Specialisation does appear to be the key word but players in the game know that there are pitfalls to over-specialisation. Professionals falling prey to commodity haggling is not a strange phenomenon to the media industry. However, as the leaders discuss, that is one aspect each player clearly steers away from and Starcom does it by following a mixture of both structures.

"In our view there is no one-size-fits-all rule here," says Ravi Kiran, MD, Starcom (S&W), "In our larger offices, we have dedicated investment (buying) teams, since the volume of business demands continuous interaction with media owners and special negotiation skills. At the same time, in other offices, we have at least some planners who are trained in negotiating."

For Srivastava, planners simply don't buy, "There are agencies today that have the same person for planning and buying. And we have seen pitch after pitch that their clients don't see the benefits of planning at all. The belief is that media contribution can be measured only in terms of who has struck the cleverest deal. Clients would like to centralise media buying, as buying is all about consolidation and leveraging of clout, like any other type of procurement."

Starcom and Carat present a different opinion expressing that clients don't really have a preference for either structure as long as they get the outcome. Sinha, on the other hand, has yet a different opinion on this count, "Clients are happy with a unified structure, as there is one interaction point, which has all the answers with one common point-of-view. The bigger advantage is that brand strategy is always overarching and never compromised on."

One problem that does seem to come across with the unified structure is the availability of talent. Throwing light on this, Sinha remarks, "Training people in both skill sets requires that much more effort, as you don't get readily available talent. That said, people working on a unified structure are a lot happier. They feel in control and realise that they are genuinely adding value."
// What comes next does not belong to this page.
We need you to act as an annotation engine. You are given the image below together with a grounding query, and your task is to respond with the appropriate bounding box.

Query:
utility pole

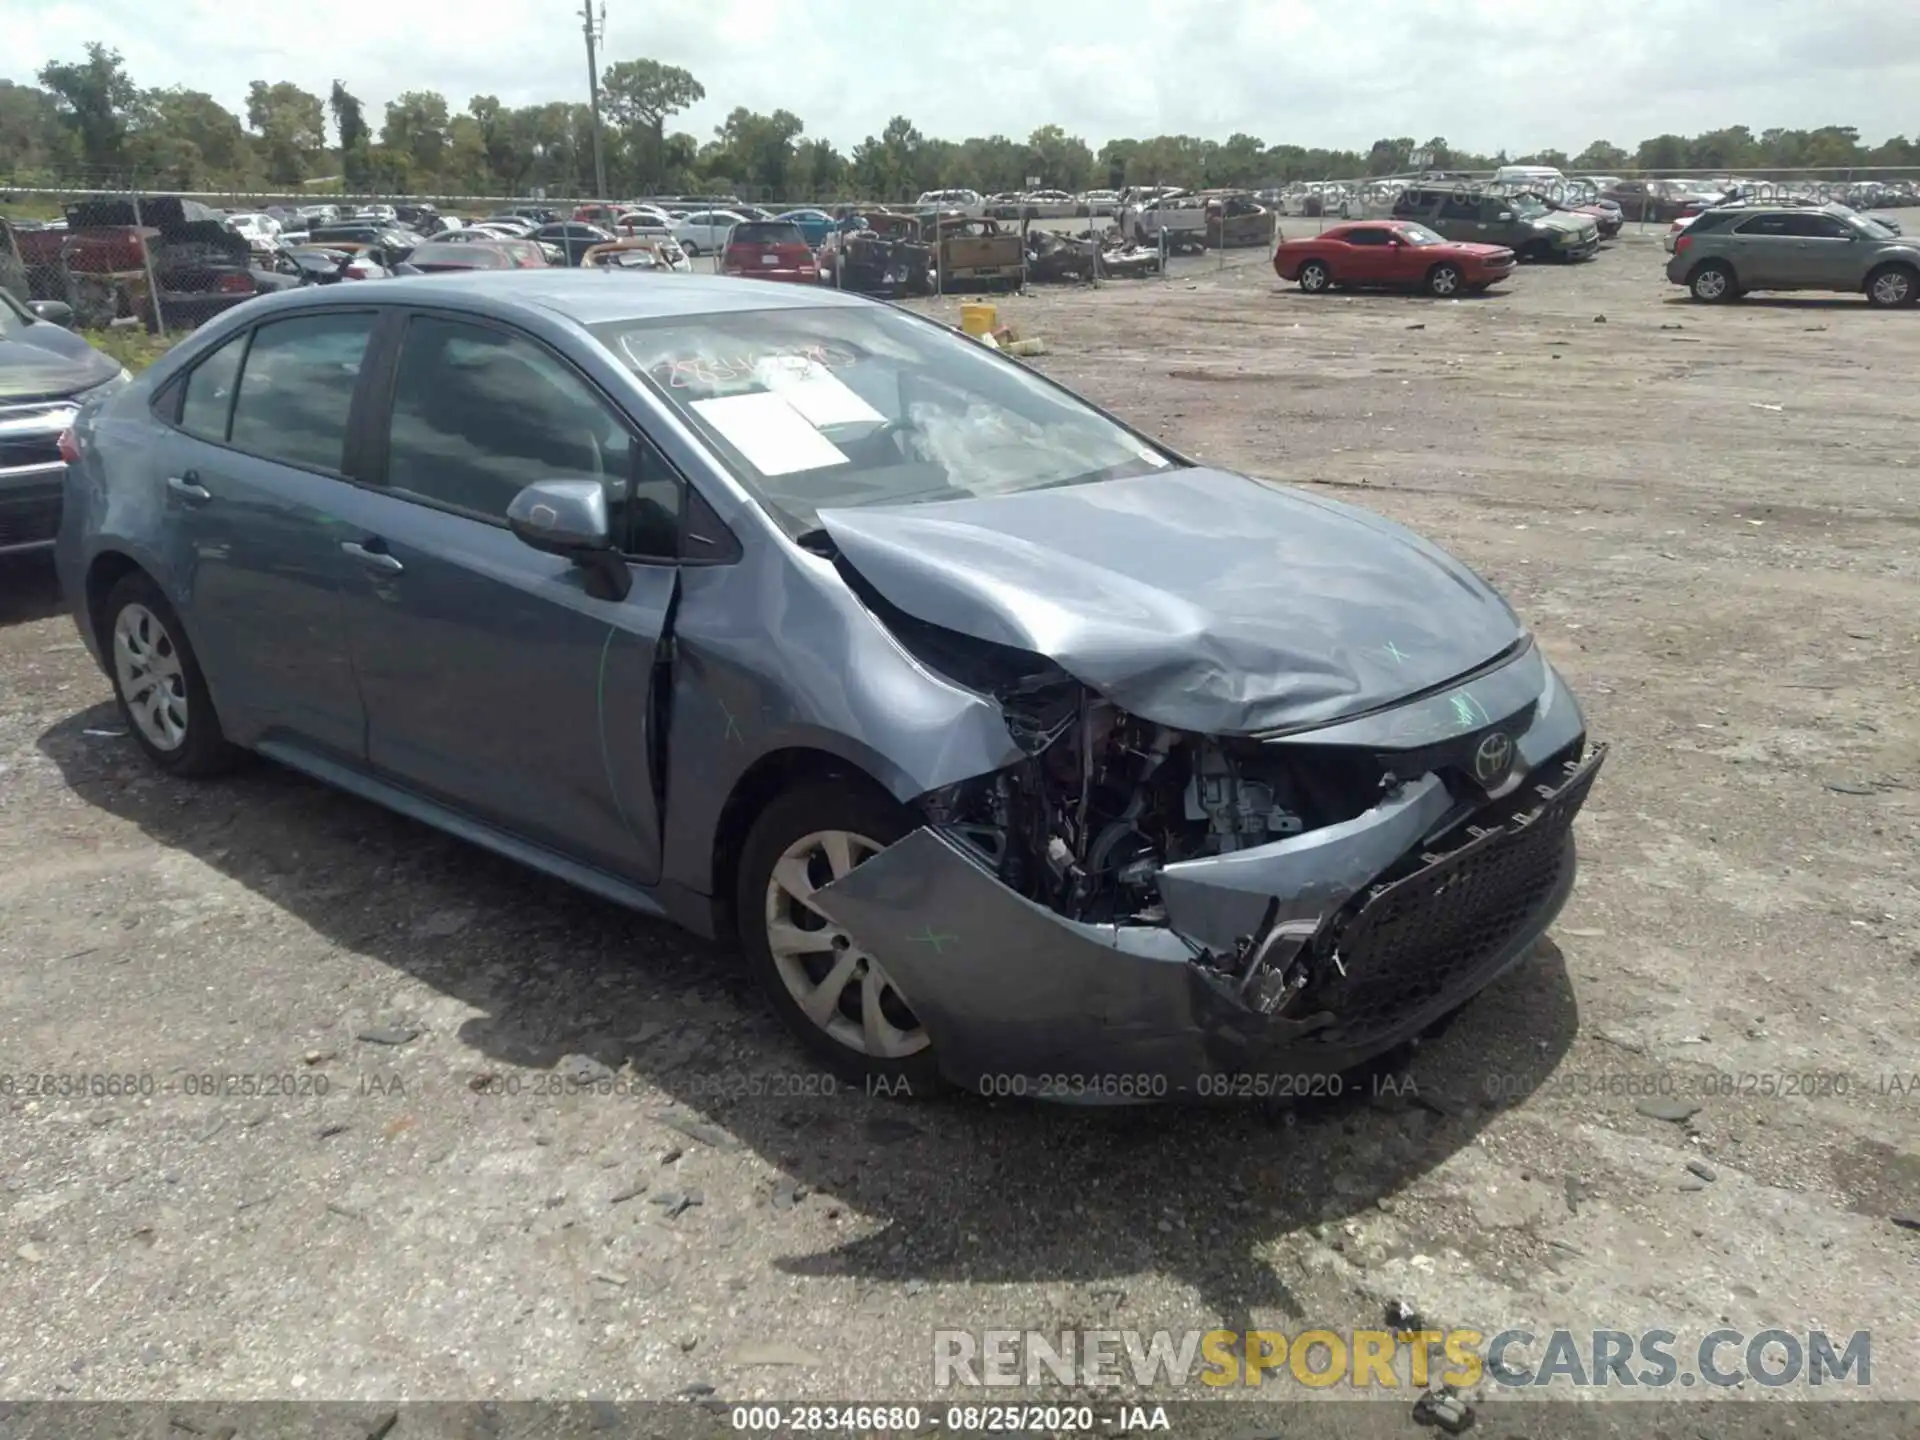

Not something Jenarius agrees with, "In a rare scenario even if we do come across a single person with both skills, he/she will be unable to do justice to both, as both these areas are extremely demanding and complex in their own way."

As for the way forward, GroupM and Carat believe that the future will definitely see planning and buying independently becoming more specialised and focussed. Lodestar opines that unified skill is the future's model and Starcom sees the future in good orchestration of specialist functions, where the two structures will co-exist and may be other newer structures will emerge. As of now, the two systems coexist in the industry, and by looking at the agencies' records - they have seldom proved to be a hindrance as far as winning the clients is concerned. However, goes without saying that only one of them would emerge stronger in future, and believers in the others would probably have to tow the line.